The group of mothers, aunts and cousins believe police are too quick to resort to deadly force. One by one, each woman spoke about their loved ones’ deaths, claiming that police misrepresented what happened to make it look like officers were in life-threatening situations, when relatives believe that wasn’t the case.

The mother of Ryan Stokes, an unarmed man killed by Kansas City police in 2013, reached out to find eight other mothers, who all believe the metro area needs to know their stories as well as they know George Floyd.

“George Floyd opened the gate because we all saw it,” said Narene Stokes, whose son was killed by police. “We saw it. We felt it here. When the mothers talked here we were like, ‘All those are being busted out nationally why can’t our children, our sons, our daughters, be told here.’ Because Kansas City, it seems, likes to sweep it under the rug. Like it doesn’t happen here, but it does.”

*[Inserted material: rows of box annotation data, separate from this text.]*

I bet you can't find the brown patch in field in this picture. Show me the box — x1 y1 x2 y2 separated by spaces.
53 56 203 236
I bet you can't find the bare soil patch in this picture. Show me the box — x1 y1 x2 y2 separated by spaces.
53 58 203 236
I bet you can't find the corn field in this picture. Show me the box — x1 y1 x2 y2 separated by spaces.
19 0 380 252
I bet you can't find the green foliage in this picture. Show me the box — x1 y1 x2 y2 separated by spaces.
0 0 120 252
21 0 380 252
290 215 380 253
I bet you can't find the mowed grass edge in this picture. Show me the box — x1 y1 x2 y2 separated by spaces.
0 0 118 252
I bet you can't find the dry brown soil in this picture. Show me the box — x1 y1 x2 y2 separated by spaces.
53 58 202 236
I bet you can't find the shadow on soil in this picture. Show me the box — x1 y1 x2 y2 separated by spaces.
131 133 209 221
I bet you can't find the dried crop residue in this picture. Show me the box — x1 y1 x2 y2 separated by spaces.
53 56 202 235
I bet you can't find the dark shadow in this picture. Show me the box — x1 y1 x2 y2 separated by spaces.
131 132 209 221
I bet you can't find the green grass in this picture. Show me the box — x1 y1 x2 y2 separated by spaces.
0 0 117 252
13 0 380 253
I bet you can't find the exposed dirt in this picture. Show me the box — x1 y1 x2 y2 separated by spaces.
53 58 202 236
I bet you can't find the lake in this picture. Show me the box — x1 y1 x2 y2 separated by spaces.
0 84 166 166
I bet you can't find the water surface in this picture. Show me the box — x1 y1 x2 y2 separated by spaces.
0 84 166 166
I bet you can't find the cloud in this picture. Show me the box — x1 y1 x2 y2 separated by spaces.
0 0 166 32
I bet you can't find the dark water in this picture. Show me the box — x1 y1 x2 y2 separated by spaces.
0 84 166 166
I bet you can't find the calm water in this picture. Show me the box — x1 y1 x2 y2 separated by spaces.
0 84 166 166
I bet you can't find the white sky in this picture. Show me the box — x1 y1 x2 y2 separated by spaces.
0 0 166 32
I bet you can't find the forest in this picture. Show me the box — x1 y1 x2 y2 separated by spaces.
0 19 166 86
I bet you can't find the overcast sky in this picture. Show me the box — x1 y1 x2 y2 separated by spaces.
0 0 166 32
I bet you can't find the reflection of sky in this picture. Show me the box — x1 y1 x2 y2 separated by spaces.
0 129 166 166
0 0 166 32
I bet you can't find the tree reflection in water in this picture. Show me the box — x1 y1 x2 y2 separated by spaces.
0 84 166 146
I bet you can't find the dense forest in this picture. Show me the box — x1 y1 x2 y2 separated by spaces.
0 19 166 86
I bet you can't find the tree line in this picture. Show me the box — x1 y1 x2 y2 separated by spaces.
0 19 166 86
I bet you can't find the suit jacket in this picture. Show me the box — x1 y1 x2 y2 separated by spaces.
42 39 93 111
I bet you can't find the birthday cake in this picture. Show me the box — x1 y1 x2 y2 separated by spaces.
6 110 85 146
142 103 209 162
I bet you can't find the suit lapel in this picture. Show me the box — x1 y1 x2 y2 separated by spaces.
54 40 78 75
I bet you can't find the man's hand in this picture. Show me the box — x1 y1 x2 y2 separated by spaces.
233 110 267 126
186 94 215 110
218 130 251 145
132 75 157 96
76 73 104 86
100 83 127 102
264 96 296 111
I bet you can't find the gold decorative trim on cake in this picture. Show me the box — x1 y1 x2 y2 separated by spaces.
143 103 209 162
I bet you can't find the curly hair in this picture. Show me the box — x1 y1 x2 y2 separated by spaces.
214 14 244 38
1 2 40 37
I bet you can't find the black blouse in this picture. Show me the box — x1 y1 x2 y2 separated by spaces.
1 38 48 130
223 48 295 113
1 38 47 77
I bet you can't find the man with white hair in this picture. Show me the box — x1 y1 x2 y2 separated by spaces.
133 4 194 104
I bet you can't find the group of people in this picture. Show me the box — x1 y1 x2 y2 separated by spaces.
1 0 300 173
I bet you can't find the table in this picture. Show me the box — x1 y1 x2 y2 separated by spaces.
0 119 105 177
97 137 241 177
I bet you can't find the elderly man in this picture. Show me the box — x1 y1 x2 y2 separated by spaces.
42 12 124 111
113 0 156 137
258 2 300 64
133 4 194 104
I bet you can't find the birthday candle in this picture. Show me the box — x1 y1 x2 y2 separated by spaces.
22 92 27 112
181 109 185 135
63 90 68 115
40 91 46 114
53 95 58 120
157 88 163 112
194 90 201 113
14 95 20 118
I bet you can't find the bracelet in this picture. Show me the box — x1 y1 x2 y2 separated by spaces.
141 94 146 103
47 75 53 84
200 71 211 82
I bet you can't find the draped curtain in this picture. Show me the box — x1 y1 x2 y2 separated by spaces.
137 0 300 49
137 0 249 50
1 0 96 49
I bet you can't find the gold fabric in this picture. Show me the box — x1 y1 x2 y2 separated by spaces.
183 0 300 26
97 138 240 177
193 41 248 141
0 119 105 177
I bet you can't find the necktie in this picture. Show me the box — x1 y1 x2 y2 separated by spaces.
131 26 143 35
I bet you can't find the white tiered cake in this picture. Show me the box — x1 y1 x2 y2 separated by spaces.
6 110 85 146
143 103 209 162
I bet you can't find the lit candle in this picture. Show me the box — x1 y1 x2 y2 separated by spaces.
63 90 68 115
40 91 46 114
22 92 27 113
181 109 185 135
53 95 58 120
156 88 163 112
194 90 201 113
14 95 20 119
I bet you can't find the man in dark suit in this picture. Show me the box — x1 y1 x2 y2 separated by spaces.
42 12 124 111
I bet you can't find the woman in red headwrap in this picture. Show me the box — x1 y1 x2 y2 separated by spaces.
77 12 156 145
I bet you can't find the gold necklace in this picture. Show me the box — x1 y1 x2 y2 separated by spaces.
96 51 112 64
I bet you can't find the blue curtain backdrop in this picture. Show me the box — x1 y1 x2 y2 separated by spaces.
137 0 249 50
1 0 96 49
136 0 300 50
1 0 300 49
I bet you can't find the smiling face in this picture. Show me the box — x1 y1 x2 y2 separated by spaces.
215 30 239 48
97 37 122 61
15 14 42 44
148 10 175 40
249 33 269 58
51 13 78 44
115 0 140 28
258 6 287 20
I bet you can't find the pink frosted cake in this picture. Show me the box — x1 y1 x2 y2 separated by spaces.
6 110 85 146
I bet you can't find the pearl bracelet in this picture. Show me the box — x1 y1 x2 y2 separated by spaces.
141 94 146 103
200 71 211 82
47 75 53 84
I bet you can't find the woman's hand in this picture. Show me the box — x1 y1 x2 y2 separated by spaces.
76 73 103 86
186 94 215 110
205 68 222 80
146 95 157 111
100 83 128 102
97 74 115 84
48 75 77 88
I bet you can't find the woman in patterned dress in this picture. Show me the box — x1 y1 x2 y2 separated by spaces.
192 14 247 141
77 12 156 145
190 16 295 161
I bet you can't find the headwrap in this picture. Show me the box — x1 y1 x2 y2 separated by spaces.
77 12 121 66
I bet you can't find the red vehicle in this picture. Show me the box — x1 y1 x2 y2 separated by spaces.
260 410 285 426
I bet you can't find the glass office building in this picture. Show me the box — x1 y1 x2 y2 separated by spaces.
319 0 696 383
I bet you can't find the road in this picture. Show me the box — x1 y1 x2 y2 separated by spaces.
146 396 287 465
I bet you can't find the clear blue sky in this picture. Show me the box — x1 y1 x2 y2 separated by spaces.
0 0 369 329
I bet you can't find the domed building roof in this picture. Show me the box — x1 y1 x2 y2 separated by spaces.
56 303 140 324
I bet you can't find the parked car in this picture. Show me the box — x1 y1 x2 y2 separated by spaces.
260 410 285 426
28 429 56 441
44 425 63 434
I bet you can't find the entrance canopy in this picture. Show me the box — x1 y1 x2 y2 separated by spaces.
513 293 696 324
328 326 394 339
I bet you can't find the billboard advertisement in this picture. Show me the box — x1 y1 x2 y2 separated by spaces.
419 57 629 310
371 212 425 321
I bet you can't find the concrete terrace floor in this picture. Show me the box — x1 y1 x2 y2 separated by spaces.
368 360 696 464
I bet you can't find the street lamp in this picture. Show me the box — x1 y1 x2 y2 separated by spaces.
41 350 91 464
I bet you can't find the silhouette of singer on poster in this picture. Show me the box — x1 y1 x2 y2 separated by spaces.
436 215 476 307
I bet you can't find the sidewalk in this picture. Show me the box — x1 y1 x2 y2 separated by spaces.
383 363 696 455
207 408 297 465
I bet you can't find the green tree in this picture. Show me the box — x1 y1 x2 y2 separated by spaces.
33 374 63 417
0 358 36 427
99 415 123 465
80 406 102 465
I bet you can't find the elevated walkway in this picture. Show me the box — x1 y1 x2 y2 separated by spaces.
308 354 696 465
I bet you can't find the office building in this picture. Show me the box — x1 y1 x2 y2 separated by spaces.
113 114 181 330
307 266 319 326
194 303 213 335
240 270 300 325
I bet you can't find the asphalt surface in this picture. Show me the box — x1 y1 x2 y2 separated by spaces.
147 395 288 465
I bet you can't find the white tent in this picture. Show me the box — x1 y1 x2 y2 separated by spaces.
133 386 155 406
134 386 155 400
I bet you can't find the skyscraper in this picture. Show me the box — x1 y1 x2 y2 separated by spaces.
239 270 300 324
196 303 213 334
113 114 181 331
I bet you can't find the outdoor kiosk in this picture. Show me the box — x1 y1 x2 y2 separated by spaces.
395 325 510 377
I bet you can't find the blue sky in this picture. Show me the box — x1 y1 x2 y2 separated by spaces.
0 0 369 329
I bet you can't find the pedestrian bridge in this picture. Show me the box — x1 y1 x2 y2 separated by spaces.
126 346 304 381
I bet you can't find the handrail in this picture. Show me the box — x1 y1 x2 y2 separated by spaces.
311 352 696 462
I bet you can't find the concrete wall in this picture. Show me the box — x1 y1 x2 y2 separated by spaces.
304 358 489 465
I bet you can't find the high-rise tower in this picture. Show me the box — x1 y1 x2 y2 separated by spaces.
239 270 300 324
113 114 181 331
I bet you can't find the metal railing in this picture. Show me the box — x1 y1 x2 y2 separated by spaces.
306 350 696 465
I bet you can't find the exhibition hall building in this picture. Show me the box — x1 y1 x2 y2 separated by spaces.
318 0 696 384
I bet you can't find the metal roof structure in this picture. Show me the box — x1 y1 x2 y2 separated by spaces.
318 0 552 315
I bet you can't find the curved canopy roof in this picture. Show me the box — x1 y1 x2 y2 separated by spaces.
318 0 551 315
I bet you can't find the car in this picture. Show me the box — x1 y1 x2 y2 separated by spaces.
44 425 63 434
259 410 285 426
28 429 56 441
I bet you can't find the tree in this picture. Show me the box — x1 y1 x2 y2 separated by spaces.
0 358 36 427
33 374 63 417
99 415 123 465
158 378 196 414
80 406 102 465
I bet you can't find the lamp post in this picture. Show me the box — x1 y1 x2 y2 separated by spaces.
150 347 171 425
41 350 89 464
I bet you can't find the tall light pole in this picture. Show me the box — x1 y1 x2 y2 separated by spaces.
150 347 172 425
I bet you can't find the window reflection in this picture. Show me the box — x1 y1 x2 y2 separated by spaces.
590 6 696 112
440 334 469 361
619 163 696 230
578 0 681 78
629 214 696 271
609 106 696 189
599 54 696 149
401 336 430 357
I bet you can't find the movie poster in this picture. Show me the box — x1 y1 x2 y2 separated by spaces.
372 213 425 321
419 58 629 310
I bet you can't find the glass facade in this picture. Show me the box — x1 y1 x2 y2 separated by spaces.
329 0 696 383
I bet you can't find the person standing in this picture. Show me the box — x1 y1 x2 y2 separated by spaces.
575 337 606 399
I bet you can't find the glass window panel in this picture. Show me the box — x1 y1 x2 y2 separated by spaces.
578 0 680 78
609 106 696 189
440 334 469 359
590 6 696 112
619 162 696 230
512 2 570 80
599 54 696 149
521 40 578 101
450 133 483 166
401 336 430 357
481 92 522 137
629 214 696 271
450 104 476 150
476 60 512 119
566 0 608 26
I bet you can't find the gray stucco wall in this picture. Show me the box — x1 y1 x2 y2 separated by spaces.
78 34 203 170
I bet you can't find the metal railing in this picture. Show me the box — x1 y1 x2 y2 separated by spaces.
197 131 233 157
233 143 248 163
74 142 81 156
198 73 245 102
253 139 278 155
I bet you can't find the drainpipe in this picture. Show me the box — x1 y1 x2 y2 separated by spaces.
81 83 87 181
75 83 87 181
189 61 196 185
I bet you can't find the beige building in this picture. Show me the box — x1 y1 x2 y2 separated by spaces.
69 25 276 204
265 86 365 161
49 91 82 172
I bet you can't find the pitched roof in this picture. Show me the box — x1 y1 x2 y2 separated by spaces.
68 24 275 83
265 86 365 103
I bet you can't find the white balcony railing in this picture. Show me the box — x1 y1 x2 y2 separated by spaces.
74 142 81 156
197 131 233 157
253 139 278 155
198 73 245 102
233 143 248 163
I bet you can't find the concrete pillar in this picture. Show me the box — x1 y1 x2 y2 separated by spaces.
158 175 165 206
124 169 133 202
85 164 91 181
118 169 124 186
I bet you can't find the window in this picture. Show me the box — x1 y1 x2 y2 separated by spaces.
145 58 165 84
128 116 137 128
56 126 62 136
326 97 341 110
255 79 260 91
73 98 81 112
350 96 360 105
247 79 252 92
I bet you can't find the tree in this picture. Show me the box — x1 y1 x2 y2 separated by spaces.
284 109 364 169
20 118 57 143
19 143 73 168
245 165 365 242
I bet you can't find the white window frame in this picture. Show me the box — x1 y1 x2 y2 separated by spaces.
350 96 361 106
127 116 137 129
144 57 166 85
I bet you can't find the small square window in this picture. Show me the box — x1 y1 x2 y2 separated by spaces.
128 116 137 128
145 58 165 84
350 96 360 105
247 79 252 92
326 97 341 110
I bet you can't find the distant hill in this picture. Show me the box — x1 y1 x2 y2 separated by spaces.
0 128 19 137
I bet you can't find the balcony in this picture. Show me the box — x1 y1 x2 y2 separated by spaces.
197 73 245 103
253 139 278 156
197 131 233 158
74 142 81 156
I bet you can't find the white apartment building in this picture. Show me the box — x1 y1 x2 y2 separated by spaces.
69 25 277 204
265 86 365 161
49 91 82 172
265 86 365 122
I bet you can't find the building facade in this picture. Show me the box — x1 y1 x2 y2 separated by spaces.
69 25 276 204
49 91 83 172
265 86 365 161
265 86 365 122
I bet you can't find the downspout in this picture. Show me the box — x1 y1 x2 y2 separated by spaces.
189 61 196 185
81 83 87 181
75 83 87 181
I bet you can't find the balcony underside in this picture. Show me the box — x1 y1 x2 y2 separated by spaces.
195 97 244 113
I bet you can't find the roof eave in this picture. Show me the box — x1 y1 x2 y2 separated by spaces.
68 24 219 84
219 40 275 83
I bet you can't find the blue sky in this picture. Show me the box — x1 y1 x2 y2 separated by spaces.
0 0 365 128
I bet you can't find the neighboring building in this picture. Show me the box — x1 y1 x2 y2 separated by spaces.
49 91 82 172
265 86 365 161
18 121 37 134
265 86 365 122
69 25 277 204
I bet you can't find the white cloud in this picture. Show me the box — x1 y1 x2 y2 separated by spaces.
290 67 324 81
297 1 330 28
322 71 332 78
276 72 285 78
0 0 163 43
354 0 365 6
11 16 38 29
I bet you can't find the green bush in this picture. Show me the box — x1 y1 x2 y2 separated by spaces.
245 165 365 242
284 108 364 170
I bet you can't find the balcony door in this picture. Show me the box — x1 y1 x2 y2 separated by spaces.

The Metropolitan Organization for Racial and Economic Equity organized this rally. Relatives of Dantae Franklin, John Albers, Terrence Bridges, Cameron Lamb and Donnie Sanders all want to change police policies regarding the use of deadly force, and want truly independent investigation of police shootings, instead of one friendly law enforcement agency reviewing the actions of another.

The women believe the time to change is now, while there is public support for reforms. They say they cannot allow the police protest movement to simply fade away with no meaningful change in Kansas City.